Je crois qu’il y a plusieurs explications. La protestation se poursuit depuis nombre d’années et notamment depuis 2011. Il y a un renouvellement des revendications. Cela était prévisible. Après l’échec du terrorisme et l’amélioration de la situation sécuritaire, il était prévisible que la revendication sociale devienne de plus en plus importante. Il y a, depuis 2011, un renouveau syndical qui prend en charge cette revendication sociale, qui est le fait des fonctionnaires de l’Etat. La nouveauté, depuis quelques mois, est la montée au créneau des gens qui sont exclus du monde du travail, à savoir les chômeurs. Les revendications sont devenues régionales et c’est le cas actuellement au sud du pays. Auparavant, la protestation se faisait dans les grandes villes et les quartiers populaires. Aujourd’hui, elle gagne le monde rural et le Sud, qui étaient jusque-là paisibles. Les mouvements sociaux sont généralisés.
- Pourquoi, selon vous ?
C’est une tendance qui est apparue depuis quelque temps. La situation financière du pays qui connaît, non seulement une embellie, mais une «obésité» financière. Le citoyen voit qu’il y a de l’argent, mais il y a une disparité sociale grave. Il est donc normal que le gens revendiquent ce qu’ils considèrent comme étant leurs droits : l’augmentation des salaires, des revenus plus élevés, des conditions de travail meilleures et un emploi pour ceux qui n’en ont pas.
- Ce sont, en grande partie, les fonctionnaires qui sont à l’origine de la protestation. Cela veut-il dire que les mesures et les décisions prises depuis 2010 n’ont eu aucun effet sur le quotidien des travailleurs ?
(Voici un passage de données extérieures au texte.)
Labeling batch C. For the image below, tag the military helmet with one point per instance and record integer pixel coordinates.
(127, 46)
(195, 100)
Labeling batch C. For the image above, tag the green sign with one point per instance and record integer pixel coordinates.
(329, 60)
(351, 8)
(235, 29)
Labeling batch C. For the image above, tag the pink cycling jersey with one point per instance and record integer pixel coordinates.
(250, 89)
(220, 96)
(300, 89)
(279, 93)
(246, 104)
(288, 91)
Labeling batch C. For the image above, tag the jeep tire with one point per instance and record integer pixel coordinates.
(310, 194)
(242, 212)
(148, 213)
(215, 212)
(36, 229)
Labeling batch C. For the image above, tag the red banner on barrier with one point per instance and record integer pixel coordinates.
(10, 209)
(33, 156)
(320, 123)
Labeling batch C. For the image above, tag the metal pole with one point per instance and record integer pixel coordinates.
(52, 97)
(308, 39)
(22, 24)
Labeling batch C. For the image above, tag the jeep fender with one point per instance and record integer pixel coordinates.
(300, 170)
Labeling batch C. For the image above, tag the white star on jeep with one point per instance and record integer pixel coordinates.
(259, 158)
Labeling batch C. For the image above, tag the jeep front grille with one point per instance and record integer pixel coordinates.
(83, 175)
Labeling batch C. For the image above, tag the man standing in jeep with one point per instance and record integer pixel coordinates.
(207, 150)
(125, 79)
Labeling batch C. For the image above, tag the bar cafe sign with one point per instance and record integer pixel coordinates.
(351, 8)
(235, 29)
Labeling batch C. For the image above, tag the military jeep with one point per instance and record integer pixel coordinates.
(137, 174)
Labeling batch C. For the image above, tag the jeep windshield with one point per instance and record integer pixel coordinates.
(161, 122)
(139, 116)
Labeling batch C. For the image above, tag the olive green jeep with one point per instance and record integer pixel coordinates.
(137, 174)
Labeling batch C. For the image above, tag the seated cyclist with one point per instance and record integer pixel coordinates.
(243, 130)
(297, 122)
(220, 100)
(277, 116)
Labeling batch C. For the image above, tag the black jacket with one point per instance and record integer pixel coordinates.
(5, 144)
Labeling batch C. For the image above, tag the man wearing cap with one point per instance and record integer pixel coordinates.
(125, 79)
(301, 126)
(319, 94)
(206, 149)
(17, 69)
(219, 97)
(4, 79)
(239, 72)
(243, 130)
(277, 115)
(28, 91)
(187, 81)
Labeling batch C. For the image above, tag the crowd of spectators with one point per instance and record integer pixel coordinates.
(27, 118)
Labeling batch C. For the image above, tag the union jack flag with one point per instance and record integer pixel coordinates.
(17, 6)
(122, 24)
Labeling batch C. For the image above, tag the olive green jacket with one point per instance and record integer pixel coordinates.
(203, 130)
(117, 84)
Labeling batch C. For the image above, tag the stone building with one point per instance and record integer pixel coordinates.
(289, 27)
Il y a plusieurs explications à cela. La première est que le mode de négociation n’est pas fiable. Généralement, le gouvernement n’accepte de négocier que s’il est acculé ; il ne réagit que s’il y a une grève qui dure et qui n’a pas de connotation politique. C’est-à-dire que le système de négociation ne fonctionne pas ; dès qu’il y a une accalmie, l’administration oublie ses promesses et renie ses engagements. Donc le problème est la fiabilité des négociations. Et là, la responsabilité est partagée par l’administration et les syndicats, qui ne bougent qu’à la veille des vacances d’été (au printemps) et à la rentrée sociale. L’autre explication est l’inflation qui grignote les augmentations des salaires et affaiblit le pouvoir d’achat des fonctionnaires. Ce sont des explications purement économiques. Mais il y en a une autre, qu’on peut appeler l’explication politico-psychologique. Les gens voient que l’Etat dispose de ressources financières importantes et, en parallèle, il y a une généralisation de la corruption où des milliards sont détournés par une poignée d’Algériens. Cela crée automatiquement une tension et les revendications sociales s’amplifient. Il y aura donc une surenchère dans le domaine socioéconomique parce que les mouvements sociaux n’arrivent pas à réaliser des revendications politiques claires.
- Qui est responsable de cette situation ?
Il y a d’abord la faiblesse des mouvements sociaux et syndicaux qui n’arrivent pas à imposer des revendications politiques. Le mouvement social s’acharne alors sur les questions socioéconomiques qui sont négociables. Car le pouvoir accepte de négocier et cède plus facilement quand les revendications sont à caractère socioéconomique parce qu’il a de l’argent. Mais il n’accepte pas de revendications qui ont une couleur politique.